CVE-2025-22235: 
Spring Boot vulnerability analysis and mitigation

CVE-2025-22235 is a security vulnerability in Spring Boot's EndpointRequest.to() functionality, discovered by Janek Bettinger and disclosed on April 24, 2025. The vulnerability affects Spring Boot versions 2.7.0-2.7.24.2, 3.1.0-3.1.15.2, 3.2.0-3.2.13.2, 3.3.0-3.3.10, and 3.4.0-3.4.4, where EndpointRequest.to() incorrectly creates a matcher for null/** when the actuator endpoint is disabled or not exposed (Spring Security, NVD).

The vulnerability occurs when EndpointRequest.to() creates a matcher for null/** if the actuator endpoint, for which the EndpointRequest has been created, is disabled or not exposed. The issue has been assigned a CVSS v3.1 base score of 7.3 (HIGH) with the vector string CVSS:3.1/AV:N/AC:L/PR:N/UI:N/S:U/C:L/I:L/A:L, indicating network accessibility with low attack complexity and no privileges or user interaction required (NVD).

The vulnerability can lead to unauthorized access to the /null/** path in applications that handle requests to /null and require protection for this path. This affects applications that use Spring Security and have implemented EndpointRequest.to() in their Spring Security chain configuration where the referenced endpoint is disabled or not exposed via web (Spring Security).
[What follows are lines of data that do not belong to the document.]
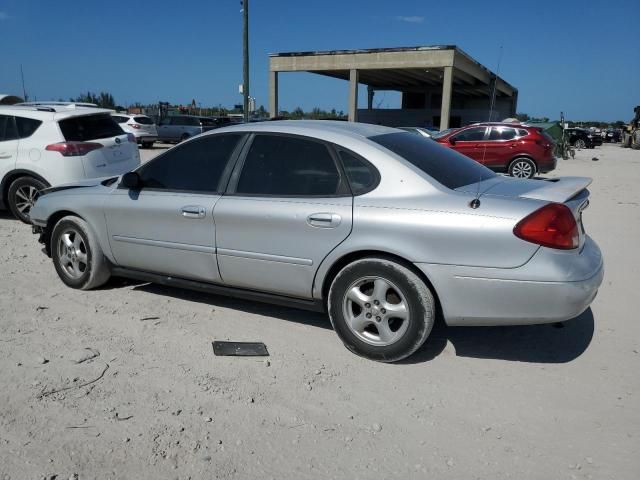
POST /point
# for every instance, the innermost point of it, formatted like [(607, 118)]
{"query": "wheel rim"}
[(72, 253), (26, 196), (522, 169), (376, 311)]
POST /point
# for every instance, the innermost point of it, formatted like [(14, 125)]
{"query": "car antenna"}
[(475, 203)]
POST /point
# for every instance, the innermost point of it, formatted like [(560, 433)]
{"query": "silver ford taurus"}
[(379, 227)]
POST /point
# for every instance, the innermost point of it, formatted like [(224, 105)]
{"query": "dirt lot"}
[(536, 402)]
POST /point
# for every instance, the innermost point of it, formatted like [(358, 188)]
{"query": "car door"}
[(468, 142), (500, 147), (167, 226), (287, 207), (8, 144)]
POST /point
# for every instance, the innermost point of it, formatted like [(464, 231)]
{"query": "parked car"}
[(372, 224), (141, 126), (425, 132), (612, 135), (41, 146), (581, 138), (520, 150), (178, 128)]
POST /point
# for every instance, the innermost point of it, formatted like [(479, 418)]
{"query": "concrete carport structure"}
[(440, 85)]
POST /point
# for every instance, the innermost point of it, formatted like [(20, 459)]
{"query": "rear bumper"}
[(553, 286)]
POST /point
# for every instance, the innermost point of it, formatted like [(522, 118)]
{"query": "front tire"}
[(22, 195), (380, 309), (77, 256), (522, 168)]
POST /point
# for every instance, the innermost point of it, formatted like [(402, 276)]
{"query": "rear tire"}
[(22, 195), (522, 167), (77, 256), (380, 309)]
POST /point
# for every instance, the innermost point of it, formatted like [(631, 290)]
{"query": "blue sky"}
[(579, 57)]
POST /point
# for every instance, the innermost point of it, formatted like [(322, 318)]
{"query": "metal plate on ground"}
[(240, 349)]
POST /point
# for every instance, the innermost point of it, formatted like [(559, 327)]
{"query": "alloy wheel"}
[(72, 253), (376, 311), (522, 169)]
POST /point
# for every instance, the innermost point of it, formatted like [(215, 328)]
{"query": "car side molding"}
[(300, 303)]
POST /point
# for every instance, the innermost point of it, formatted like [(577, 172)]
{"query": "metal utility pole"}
[(245, 57)]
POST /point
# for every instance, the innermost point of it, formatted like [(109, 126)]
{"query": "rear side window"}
[(194, 166), (143, 120), (362, 176), (286, 166), (470, 135), (446, 166), (7, 128), (89, 127), (26, 126)]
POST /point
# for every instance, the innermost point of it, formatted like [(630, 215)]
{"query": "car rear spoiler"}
[(558, 189)]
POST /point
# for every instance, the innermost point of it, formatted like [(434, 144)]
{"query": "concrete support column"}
[(273, 94), (447, 87), (353, 95)]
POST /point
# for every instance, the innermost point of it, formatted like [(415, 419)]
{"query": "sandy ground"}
[(536, 402)]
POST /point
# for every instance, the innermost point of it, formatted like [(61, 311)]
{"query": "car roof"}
[(45, 112), (312, 128)]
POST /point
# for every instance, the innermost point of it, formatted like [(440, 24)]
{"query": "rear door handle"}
[(193, 211), (324, 220)]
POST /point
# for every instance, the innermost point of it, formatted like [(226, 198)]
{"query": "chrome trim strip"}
[(163, 244), (265, 256)]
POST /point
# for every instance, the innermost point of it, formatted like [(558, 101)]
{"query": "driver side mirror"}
[(132, 181)]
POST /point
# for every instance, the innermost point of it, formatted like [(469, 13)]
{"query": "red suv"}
[(520, 150)]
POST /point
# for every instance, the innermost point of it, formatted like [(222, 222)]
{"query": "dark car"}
[(520, 150), (581, 138), (178, 128)]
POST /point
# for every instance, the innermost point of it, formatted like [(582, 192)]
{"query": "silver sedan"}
[(378, 227)]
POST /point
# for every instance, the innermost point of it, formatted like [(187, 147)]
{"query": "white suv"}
[(141, 126), (44, 146)]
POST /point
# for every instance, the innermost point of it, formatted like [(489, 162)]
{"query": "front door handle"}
[(193, 211), (324, 220)]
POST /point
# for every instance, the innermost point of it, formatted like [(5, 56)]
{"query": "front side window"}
[(502, 133), (445, 165), (7, 128), (194, 166), (470, 135), (278, 165)]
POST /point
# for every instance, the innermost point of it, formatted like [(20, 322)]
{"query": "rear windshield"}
[(448, 167), (143, 120), (89, 127)]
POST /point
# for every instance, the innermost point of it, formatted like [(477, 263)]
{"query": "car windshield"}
[(143, 120), (446, 166), (443, 132)]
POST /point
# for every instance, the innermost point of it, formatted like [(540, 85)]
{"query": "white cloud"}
[(410, 19)]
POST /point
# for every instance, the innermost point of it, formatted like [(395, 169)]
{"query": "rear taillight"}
[(551, 226), (73, 149)]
Users are advised to upgrade to the fixed versions: 2.7.25 (Enterprise Support Only), 3.1.16 (Enterprise Support Only), 3.2.14 (Enterprise Support Only), 3.3.11 (OSS), or 3.4.5 (OSS). If upgrading is not possible, alternative mitigations include ensuring that the endpoint referenced by EndpointRequest.to() is enabled and exposed via web, or ensuring that requests to /null are not handled by the application (Spring Security, Spring Blog).